Tony Jackson, writing in last week’s Financial Times, took a withering view of the Pension Benefit Guaranty Corporation’s decision, as an itself indebted federal protector of pensions for nearly 44 million Americans, to ‘bet the ranch’ by switching the majority of its assets from bonds into equities. Nobody disputes that equities are likely to perform better over the longer run, but the longer run can be longer than you or I can remain solvent. Mr. Jackson made specific mention of the Asia effect, which is surely playing a significant part in the across-the-board rise in the prices of both hard and soft commodities:

 

“The China effect is crucial. In contrast to the shock increase in the world’s labour supply, which for some years proved disinflationary [that Great Moderation again], the acceleration in per capita incomes points the other way.

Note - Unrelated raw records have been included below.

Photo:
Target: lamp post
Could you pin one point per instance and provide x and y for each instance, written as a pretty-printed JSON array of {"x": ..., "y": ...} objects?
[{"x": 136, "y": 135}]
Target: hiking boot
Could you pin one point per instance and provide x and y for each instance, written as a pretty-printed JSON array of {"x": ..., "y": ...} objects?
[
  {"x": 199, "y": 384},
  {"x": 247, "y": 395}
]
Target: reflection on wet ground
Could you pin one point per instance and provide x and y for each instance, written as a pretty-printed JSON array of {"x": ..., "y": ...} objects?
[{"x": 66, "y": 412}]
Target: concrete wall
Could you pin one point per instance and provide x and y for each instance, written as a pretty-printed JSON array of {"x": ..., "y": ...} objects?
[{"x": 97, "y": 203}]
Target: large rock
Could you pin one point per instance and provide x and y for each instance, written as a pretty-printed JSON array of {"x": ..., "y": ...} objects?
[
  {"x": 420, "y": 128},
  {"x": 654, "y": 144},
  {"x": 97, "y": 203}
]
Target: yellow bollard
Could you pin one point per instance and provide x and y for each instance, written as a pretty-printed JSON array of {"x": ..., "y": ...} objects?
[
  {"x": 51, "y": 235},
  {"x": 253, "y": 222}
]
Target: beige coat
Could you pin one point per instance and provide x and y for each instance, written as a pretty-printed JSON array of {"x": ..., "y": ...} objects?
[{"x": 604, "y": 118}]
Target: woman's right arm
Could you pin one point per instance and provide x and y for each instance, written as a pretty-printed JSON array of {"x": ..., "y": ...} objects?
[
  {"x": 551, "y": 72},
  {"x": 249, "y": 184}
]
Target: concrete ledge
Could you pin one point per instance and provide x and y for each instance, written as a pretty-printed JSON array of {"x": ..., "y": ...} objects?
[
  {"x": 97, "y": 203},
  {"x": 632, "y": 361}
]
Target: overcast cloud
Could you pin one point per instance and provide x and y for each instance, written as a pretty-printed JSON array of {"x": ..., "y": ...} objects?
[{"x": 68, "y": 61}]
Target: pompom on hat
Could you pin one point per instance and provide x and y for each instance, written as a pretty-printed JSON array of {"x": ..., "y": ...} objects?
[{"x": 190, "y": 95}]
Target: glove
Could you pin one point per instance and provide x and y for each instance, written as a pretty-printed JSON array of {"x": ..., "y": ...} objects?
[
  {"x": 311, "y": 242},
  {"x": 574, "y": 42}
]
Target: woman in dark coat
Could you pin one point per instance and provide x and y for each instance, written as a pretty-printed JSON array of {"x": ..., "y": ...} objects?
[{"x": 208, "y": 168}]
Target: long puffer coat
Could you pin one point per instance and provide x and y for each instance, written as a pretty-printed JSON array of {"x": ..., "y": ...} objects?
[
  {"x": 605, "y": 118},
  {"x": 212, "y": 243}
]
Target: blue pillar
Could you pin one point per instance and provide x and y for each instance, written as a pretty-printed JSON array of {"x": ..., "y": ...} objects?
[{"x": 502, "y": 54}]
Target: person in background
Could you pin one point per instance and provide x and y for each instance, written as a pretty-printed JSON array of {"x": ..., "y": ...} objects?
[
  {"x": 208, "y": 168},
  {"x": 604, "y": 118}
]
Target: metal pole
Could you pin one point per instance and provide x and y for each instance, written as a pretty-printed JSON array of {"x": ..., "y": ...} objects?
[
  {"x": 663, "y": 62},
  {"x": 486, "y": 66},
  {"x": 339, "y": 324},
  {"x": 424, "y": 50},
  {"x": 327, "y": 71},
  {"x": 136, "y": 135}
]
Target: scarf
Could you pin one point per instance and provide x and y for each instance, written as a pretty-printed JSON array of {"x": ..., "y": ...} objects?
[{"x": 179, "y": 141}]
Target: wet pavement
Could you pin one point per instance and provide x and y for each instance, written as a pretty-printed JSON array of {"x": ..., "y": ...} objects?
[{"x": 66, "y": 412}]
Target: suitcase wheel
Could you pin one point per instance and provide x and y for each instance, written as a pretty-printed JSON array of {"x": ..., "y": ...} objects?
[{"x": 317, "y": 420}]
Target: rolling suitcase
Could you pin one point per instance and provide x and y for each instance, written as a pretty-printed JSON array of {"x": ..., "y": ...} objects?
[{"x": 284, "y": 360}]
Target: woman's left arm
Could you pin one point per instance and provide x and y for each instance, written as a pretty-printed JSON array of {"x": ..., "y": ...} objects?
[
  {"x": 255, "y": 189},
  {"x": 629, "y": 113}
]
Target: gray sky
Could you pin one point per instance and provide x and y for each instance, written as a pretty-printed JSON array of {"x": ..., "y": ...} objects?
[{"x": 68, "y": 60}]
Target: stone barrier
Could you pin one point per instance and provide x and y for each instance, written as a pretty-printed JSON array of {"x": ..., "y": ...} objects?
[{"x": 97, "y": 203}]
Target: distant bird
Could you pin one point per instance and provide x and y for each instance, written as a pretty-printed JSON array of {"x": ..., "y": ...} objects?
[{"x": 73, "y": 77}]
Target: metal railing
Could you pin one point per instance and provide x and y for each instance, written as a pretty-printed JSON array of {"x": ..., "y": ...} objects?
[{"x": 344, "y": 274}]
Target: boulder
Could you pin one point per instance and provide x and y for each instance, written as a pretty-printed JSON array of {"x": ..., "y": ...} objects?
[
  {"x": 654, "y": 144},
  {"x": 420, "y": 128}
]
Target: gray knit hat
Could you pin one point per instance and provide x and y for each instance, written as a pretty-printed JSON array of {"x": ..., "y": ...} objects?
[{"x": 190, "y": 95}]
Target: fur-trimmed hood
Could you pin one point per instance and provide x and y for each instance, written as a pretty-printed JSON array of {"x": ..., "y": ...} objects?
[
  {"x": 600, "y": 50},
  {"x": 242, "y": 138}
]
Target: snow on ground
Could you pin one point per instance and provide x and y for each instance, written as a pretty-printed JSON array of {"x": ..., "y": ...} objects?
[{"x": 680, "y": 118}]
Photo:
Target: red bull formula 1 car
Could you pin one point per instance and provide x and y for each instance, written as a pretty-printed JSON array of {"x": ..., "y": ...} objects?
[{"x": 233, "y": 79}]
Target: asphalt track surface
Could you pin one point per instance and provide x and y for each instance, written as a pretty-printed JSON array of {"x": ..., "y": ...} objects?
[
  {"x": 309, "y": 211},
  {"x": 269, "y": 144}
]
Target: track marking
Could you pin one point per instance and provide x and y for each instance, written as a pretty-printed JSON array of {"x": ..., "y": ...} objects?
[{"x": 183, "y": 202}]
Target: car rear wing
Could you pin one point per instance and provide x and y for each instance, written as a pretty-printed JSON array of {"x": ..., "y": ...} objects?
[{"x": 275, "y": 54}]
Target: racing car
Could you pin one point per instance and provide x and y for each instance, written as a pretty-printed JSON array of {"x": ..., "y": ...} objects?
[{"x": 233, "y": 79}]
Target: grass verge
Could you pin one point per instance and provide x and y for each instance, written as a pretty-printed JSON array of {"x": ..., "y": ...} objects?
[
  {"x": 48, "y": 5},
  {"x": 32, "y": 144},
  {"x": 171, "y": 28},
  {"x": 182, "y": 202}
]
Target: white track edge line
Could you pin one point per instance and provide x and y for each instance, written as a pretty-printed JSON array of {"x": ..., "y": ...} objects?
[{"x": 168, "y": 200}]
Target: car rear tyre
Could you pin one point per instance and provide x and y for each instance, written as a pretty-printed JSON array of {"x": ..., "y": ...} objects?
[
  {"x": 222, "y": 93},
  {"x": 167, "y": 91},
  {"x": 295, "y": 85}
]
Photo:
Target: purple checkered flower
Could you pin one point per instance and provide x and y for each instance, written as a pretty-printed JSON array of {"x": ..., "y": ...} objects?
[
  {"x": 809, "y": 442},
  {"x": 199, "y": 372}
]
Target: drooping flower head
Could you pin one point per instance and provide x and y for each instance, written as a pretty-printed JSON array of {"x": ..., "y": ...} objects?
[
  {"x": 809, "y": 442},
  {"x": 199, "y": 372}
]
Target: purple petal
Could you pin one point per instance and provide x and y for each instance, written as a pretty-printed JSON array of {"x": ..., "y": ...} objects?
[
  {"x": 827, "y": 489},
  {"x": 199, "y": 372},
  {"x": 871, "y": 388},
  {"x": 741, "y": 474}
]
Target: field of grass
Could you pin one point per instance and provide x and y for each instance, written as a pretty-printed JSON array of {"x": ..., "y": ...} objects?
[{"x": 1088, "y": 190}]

It produces a multiplier effect on consumption of raw materials, to say nothing of strains on the environment. The result – too much money chasing too few resources.. The result.. will be a hoovering up of investment by resource sectors generally, including water, waste disposal and alternative energy. In such a world, diversified portfolios may no longer make sense. In the 1970s, resource-based portfolios were alone in producing real returns.. Meanwhile, equities in general will suffer from the higher risk premium due to economic instability, and bonds from higher inflation..”

 

We wrote last week of the remarkable surge by soft commodities prices. The exquisite challenge of investing across multiple asset classes today is that innumerable investment sectors with solid longer term fundamentals are almost effortlessly taken “there”, seemingly overnight, by more speculative capital. Contrarianism used to be about bucking the trend by buying out of favour investments at revulsion lows. Contrarianism in 2008 might be about, effectively, endorsing the speculative trend - but keeping the faith for the longer term. Shorter term price action, in other words (wheat, anybody ?) amounts just to weather; longer term, secular, sustainable and fundamental trends amount to climate. (In commodities markets, even more than in stock-picking, buy and hold may come to trounce trading strategies, and the recent article by Bloomberg’s Andy Mukherjee, “Food is a great asset – minus the fund manager” also points in that direction.)  Tony Jackson, we hope, is wrong in suggesting that portfolio diversification could be redundant (to be fair, he concedes as much himself). Whether he is correct or not, no rational investor would surely choose to allocate 100% of their liquid capital to commodities and nothing else. But he could be half right – in that investment right now into every distinct asset class requires extreme selectivity and care. Given the heightened volatility of the resources sector at present, and the marked disconnect between the level of equity indices (borderline euphoric) and the tone of credit markets (borderline suicidal), that seems like an eminently reasonable conclusion.